CSEN 507 Theory of Computation

Course Information

Abstract

  • The theory of computation comprises the mathematical underpinnings of computer science. It introduces three major topics: formal languages and automata theory, computability theory, and complexity theory. This course focuses on the first topic. Complexity theory classifies problems with respect to their intrinsic degree of hardness, or the amount of computational resources (in terms of space and time) required to solve them. Computability theory addresses a more fundamental issue: is a given problem solvable (by a computer) in the first place? The theory of formal languages and automata investigates mathematical models of computation, and classifies them with respect to their computational power.
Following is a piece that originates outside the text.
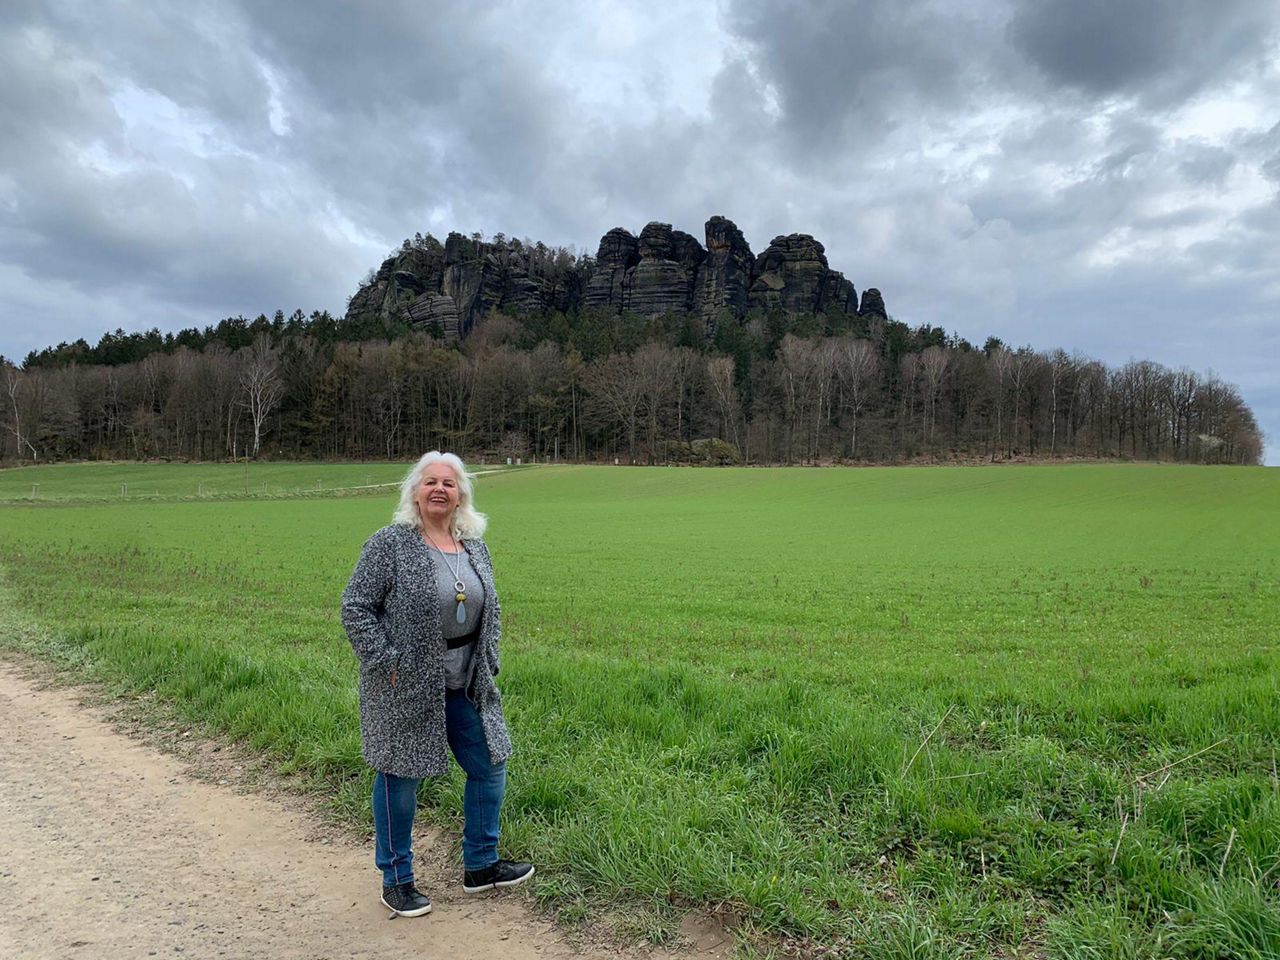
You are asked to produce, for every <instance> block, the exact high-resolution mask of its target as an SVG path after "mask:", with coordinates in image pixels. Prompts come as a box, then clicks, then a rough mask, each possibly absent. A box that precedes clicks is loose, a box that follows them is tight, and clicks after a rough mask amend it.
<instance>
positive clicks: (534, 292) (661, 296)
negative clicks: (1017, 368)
mask: <svg viewBox="0 0 1280 960" xmlns="http://www.w3.org/2000/svg"><path fill="white" fill-rule="evenodd" d="M705 238H707V246H705V247H704V246H703V244H701V243H699V242H698V239H696V238H694V237H691V236H690V234H687V233H684V232H681V230H676V229H672V227H671V224H666V223H657V221H654V223H650V224H648V225H646V227H645V228H644V229H643V230H641V232H640V236H639V237H636V236H635V234H632V233H631V232H630V230H626V229H623V228H621V227H616V228H613V229H612V230H609V232H608V233H605V234H604V237H602V238H600V246H599V248H598V250H596V255H595V260H594V261H593V260H589V259H586V257H584V259H581V260H573V259H572V257H568V256H567V255H563V253H561V255H559V256H552V251H548V248H547V247H544V246H543V244H541V243H539V244H535V246H532V247H531V246H530V244H529V243H527V242H526V243H520V242H518V241H509V242H508V241H506V239H504V238H502V237H499V238H495V239H494V241H490V242H485V241H481V239H479V238H477V237H465V236H463V234H461V233H451V234H449V236H448V238H447V239H445V242H444V243H443V244H442V243H439V241H435V239H434V238H431V237H428V238H425V239H424V238H421V237H420V238H419V242H417V243H415V244H412V246H411V244H408V243H407V242H406V244H404V247H403V248H402V250H401V251H399V252H397V253H396V255H394V256H393V257H390V259H388V260H387V261H384V262H383V265H381V266H380V268H379V270H378V271H376V273H375V274H374V276H372V279H371V282H370V283H367V284H365V285H362V287H361V288H360V289H358V291H357V292H356V294H355V296H353V297H352V298H351V302H349V305H348V311H347V314H348V317H351V316H353V315H355V316H364V315H379V316H381V317H383V319H390V317H396V316H399V317H403V319H406V320H408V321H410V323H413V324H421V325H426V326H433V328H434V325H438V326H439V329H440V330H443V332H444V335H445V337H448V338H451V339H452V338H458V337H466V335H467V333H470V330H471V328H472V326H474V325H475V324H476V321H477V320H479V319H480V317H483V316H484V315H485V314H486V312H489V311H490V310H499V311H503V312H511V314H516V315H530V314H538V312H541V311H561V312H570V311H572V310H575V308H577V307H594V308H604V310H612V311H616V312H622V311H631V312H635V314H639V315H641V316H655V315H662V314H666V312H672V314H675V315H687V314H694V315H696V316H700V317H701V319H703V320H704V321H705V324H707V332H708V335H710V334H712V333H713V332H714V324H716V321H717V319H718V317H722V316H724V315H730V316H732V317H735V319H737V320H742V319H744V317H745V316H746V315H748V312H749V311H751V310H762V311H782V312H783V314H787V315H791V316H799V315H801V314H826V312H829V311H832V310H841V311H845V312H847V314H854V312H858V314H863V315H877V316H881V317H886V316H887V314H886V311H884V301H883V298H882V297H881V294H879V291H877V289H876V288H870V289H868V291H865V292H864V293H863V300H861V306H860V307H859V302H858V292H856V291H855V289H854V285H852V283H850V282H849V280H847V279H845V275H844V274H842V273H840V271H838V270H832V269H831V268H829V265H828V264H827V256H826V251H824V250H823V246H822V243H819V242H818V241H815V239H814V238H813V237H810V236H809V234H804V233H792V234H790V236H786V237H774V238H773V242H772V243H769V246H768V247H767V248H765V250H764V252H763V253H760V255H759V256H755V255H754V253H751V248H750V246H749V244H748V242H746V239H745V238H744V237H742V232H741V230H739V228H737V227H736V225H735V224H733V221H732V220H727V219H724V218H723V216H713V218H710V219H709V220H708V221H707V225H705Z"/></svg>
These models are used to answer questions and prove results in both computability and complexity theory. In addition to its foundational role, the theory of computation had had vast applications in various areas of computing. These include the specification of the syntax of programming languages, compiler construction, string processing, and cryptography.

Outline

    1. Sets, relations, and functions.
    2. Formal languages.
    3. Deterministic finite automata.
    4. Closure properties of regular languages.
    5. Nondeterministic finite automata.
    6. Regular expressions.
    7. Context-free grammars.
    8. Pushdown automata.

Objectives

  • After passing this course, students should be able to do the following:

    • Determine the membership of a given string in an intensionally defined formal language.
    • Precisely describe the language of a given finite automaton.
    • Design finite automata to recognize a given regular language.
    • Transform a nondeterministic FA into a deterministic FA.
    • Describe regular languages using regular expressions
    • Transform a regular expression into the equivalent FA.
    • Transform a FA into the equivalent regular expression.
    • Precisely describe the language generated by a given context-free grammar.
    • Design CFGs to generate a given context-free language.
    • Transform a CFG into a CFG in Chomsky normal form.
    • Precisely describe the language of a given pushdown automaton.
    • Design a PDA to recognize a given CFL.
    • Transform a CFG into the equivalent PDA.
    • Transform a PDA into the equivalent CFG.

Textbooks

  • Sipser, Michael (2006). Introduction to the Theory of Computation (2 nd edition) , Thomson Course Technology.